Kevin Spainhour, the principal at West Forsyth, said that Wallace’s energy and passion stood out during the interview process.
“The passion, the knowledge — he has been at all the different coaching levels, and it showed,” Spainhour said. “We were looking for someone to give us a shot in the arm, an offensive mind, and someone who has a dedication and commitment to the whole player, not just on the football field. Kevin fits right in with our philosophy at West Forsyth. He’s someone who’s really going to dig in and get kids prepared for college and the next level, ensuring that they become good men. With him being here previously and knowing a lot of our current staff, that was another big positive. We’re excited to have him here. We also let him know we don’t expect him to be Adrian Snow. We want him stand on his own two feet and put his stamp on the program.”
Wallace said that his familiarity with several of the current members of the coaching staff was also appealing about the job.
“I have a great relationship with about half of them already,” Wallace said. “They were here when I was here before. And the ones I didn’t already know then, I’ve gotten to know them when we came here for 7 on 7s in the summers. I’ve got a good comfort level with them already and that’s going to go a long way. Yes, there are a couple of guys I may bring with me, but I want to keep the staff intact as much as possible, but sprinkle in a little salt and pepper here and there for something different.”
Wallace said being a head coach for the first time at Northwest gave him a chance to learn how to adjust to that role.
“I was thrown into it six years ago and when I took that job during the summer,” Wallace said. “I had just gotten married; I was leaving for my honeymoon and accepted the position over email during my honeymoon. I didn’t get to have much of an offseason with the team that first year, so I’m glad to have that opportunity with these guys.”
Wallace said he knows better how to prioritize now that he has six year of experience behind him.
“I was trying to do everything in one day the last time,” he said with a laugh. “That can really stress you out and overwhelm you. I learned how to interact with each kid, I learned how to interact with parents, with administration. I learned what to prioritize and how to implement it.”
Wallace will begin his official duties at West in mid-January. He and his wife, Kristi, and their 11-month-old son, Kameron, are getting away for a few days for the holidays.
“I’m excited to lay the new foundation for what our program will look like,” Wallace said. “That means getting our structure set up, letting them know how we are going to operate, laying out expectations and showing them how we are going to get there. Set those expectations and let them know how to reach them.”

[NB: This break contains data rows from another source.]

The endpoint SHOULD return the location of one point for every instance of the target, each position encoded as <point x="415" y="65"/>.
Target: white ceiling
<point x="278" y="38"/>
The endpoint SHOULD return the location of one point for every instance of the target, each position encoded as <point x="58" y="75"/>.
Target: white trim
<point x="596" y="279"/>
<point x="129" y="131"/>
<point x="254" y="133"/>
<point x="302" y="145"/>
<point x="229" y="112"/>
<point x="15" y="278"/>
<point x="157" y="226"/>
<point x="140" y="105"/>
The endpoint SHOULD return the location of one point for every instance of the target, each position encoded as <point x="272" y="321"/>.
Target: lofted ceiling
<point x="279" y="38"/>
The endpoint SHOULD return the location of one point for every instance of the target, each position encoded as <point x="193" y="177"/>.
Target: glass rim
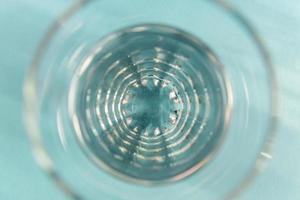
<point x="30" y="95"/>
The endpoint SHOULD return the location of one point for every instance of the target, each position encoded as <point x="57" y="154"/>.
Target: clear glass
<point x="127" y="100"/>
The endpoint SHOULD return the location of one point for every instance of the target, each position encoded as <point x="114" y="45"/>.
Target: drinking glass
<point x="151" y="99"/>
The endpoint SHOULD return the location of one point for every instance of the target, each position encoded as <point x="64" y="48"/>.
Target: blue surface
<point x="24" y="22"/>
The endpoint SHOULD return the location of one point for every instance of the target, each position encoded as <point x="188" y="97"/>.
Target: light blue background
<point x="22" y="24"/>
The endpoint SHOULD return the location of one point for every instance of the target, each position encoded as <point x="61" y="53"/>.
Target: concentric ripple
<point x="150" y="100"/>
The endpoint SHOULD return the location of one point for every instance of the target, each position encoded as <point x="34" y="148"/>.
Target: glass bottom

As player after player made their way past Wallace to introduce themselves before heading home, the smile on the face of Wallace and the nervous looks on his future players said it all.“Once we really start getting into things, they’ll see and they’ll understand,” he said. “It’s easier to say it to them now but it’s harder to do because it’s new to them. I’m going to build on what they already know, just with maybe a little different philosophy. I’m excited. They seemed to be excited. I think they’ll see that we are going to play an exciting style of football.”